But the crit group have been ruthless in their dissection of each others’ work over the course of this year. Weak characters, inconsistent settings and rambling plots have been unearthed in even the most polished of manuscripts. (Not by me, I might add – I fear I was among the softer, less helpful critics in the group. Most of the time I couldn’t spot an error in plot logic even if you explained it slowly with flowcharts). They are going to have a field day with mine – but the crucial part is that they will probably identify problems that I don’t already know about. And they might very well come up with ideas that are better than mine.

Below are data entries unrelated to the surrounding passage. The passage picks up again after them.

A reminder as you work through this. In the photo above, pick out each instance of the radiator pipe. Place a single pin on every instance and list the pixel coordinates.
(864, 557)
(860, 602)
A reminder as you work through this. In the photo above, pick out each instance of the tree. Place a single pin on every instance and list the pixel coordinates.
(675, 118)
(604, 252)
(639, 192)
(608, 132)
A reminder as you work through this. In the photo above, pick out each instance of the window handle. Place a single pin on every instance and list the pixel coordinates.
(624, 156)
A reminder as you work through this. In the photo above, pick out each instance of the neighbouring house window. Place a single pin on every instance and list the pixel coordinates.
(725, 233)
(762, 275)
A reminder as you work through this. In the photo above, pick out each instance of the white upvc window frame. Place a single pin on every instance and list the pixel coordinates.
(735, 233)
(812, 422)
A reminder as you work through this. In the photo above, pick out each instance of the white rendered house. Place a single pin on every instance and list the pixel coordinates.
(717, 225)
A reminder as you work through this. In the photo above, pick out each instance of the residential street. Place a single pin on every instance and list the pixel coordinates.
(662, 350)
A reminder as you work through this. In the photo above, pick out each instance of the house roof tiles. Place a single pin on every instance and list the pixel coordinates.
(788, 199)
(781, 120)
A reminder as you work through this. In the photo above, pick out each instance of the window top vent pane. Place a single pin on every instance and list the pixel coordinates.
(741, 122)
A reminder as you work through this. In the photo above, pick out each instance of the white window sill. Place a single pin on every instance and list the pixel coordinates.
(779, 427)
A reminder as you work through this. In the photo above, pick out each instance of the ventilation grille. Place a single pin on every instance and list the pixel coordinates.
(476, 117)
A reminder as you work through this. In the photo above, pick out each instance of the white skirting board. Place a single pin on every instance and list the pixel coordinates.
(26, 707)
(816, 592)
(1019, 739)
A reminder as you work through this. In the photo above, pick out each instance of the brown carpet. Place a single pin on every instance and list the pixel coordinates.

So I have one week to go through what I’ve written so far and at least fix all the typos so they don’t have to deal with those…

Tax time

Back in real life, however, what I have to spend the rest of this week and probably some part of the weekend doing is getting my tax documents and spreadsheets together. While we have highly paid accountants to work out the intricate tax details of our investment property empire (such as it is), we can’t really afford to just throw all our receipts at them and let them do all the work. Which means that around this time every year I have to pull together a ten-page spreadsheet of itemised income and expenditure statements, together with the usual huge bundles of invoices, bank statements and income summaries.

So far the only fun thing about preparing this  year’s spreadsheet has been adding a line item in my income statement for income from writing. First step on the long and probably neverending journey to a professional career in writing! If nothing else, it gives me a target to aim at for next year.

 

 

[1] The previous iteration still exists, mostly unlinked-to, like a confused and irritable ghost meandering about the halls of an orange-hued gothic manor. Do not attempt to engage it, for its ill-focused ennui is both parasitic and contagious, a bit like all the comment spam that has nestled in it for warmth and nutrients.

[2] That said, I found more to like than dislike in the eight stories of Season 7B than in any previous stretch of the Twelfth Doctor run, even though those very qualities have been wound up to Ramming Speed.